Golpes de bengala e um empurrão mataram a desempregada Amarinilza Maria Custódio, 46, na tarde de segunda-feira, em uma casa do City Petrópolis. Seu assassino é o próprio companheiro, o açougueiro aposentado Bernardino José Ribeiro, 65. Ele foi preso e poderá responder também pelo crime de estupro, já que confessou ter mantido relações sexuais com a vítima já ferida e depois de morta.

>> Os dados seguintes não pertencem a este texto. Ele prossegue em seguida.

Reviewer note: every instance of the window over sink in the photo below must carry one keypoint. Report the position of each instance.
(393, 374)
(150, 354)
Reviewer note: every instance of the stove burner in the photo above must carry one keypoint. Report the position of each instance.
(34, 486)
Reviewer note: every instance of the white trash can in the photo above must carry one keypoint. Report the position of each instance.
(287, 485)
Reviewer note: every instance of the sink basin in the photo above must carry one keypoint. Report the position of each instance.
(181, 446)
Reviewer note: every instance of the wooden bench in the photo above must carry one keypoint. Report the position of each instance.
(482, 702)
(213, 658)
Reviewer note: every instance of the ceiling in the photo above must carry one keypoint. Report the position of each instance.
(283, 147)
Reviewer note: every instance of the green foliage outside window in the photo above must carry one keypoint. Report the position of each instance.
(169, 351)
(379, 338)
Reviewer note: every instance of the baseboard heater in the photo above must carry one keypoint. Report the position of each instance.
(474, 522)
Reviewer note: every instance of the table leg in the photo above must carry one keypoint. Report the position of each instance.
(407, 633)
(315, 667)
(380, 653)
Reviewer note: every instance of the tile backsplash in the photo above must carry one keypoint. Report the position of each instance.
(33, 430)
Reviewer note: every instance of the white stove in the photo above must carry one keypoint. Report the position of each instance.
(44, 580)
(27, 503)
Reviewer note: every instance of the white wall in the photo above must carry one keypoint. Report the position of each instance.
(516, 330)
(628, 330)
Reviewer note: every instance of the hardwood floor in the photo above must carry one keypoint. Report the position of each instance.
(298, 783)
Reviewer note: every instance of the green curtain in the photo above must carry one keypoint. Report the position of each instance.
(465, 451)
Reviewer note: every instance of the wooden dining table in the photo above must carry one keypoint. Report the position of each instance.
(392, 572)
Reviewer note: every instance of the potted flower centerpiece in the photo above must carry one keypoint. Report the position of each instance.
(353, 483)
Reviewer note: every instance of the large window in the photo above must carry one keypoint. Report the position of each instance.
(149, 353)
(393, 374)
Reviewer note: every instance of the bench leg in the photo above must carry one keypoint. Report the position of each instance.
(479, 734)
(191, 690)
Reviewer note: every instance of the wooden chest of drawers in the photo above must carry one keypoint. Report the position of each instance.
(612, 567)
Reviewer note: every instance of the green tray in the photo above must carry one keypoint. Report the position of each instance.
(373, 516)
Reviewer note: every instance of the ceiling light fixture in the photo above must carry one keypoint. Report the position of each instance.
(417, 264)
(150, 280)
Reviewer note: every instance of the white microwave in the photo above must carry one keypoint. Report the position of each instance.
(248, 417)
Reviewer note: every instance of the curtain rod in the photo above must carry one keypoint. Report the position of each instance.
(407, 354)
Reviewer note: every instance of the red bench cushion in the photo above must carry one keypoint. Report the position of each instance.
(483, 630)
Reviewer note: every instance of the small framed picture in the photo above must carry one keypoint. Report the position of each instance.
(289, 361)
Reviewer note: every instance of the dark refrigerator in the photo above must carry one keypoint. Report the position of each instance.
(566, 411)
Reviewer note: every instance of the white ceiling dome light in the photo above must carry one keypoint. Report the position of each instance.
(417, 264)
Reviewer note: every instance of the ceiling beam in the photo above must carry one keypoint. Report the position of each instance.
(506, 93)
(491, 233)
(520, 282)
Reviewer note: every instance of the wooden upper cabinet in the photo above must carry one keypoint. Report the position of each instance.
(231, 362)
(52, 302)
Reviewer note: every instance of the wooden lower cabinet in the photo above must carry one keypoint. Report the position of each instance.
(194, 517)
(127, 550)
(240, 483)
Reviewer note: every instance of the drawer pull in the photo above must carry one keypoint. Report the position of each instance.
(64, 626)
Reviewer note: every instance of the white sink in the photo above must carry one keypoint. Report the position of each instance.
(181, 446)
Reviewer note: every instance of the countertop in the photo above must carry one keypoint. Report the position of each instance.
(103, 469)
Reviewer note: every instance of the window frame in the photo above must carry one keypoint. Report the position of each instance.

O homicídio aconteceu após uma discussão entre o casal. Inicialmente, o idoso afirmou que saiu para beber em um bar das imediações e, por volta de 15 horas, chegou no imóvel onde vivia com Amarinilza. Segundo sua versão, ela estava caída perto da cama e ele chamou uma vizinha, que acionou a Polícia Militar. “Eu não sei o que aconteceu. Imagina se eu ia fazer alguma coisa com ela. Amo demais essa mulher”, disse, em meio às lágrimas.
Seu relato não convenceu os policiais, que encontraram sangue espalhado pela casa. A rigidez do corpo, um profundo ferimento no crânio, o relato do dono do bar de que Bernardino só esteve lá de manhã, e o horário da comunicação do encontro do cadáver, por volta de 19 horas, foram outros indícios que levaram os peritos a desconfiarem do aposentado. Com o depoimento de uma vizinha sobre as agressões que Amarinilza sofria frequentemente, a situação de Bernardino se complicou. Aos policiais, a testemunha disse que o casal era alcoólatra e que brigavam muito. Contou, ainda, que Amarinilza reclamava de ser espancada pelo aposentado com a bengala que ela usava e de ser obrigada a manter relações sexuais com o companheiro.
Confissão
Diante desses indícios, Bernardino foi questionado mais uma vez e confessou o crime. Disse que discutiram e ele empurrou a vítima, que bateu a boca em um botijão de gás. Com a bengala dela em mãos, o idoso desferiu golpes e, aproveitando que estava caída, manteve relações sexuais com ela.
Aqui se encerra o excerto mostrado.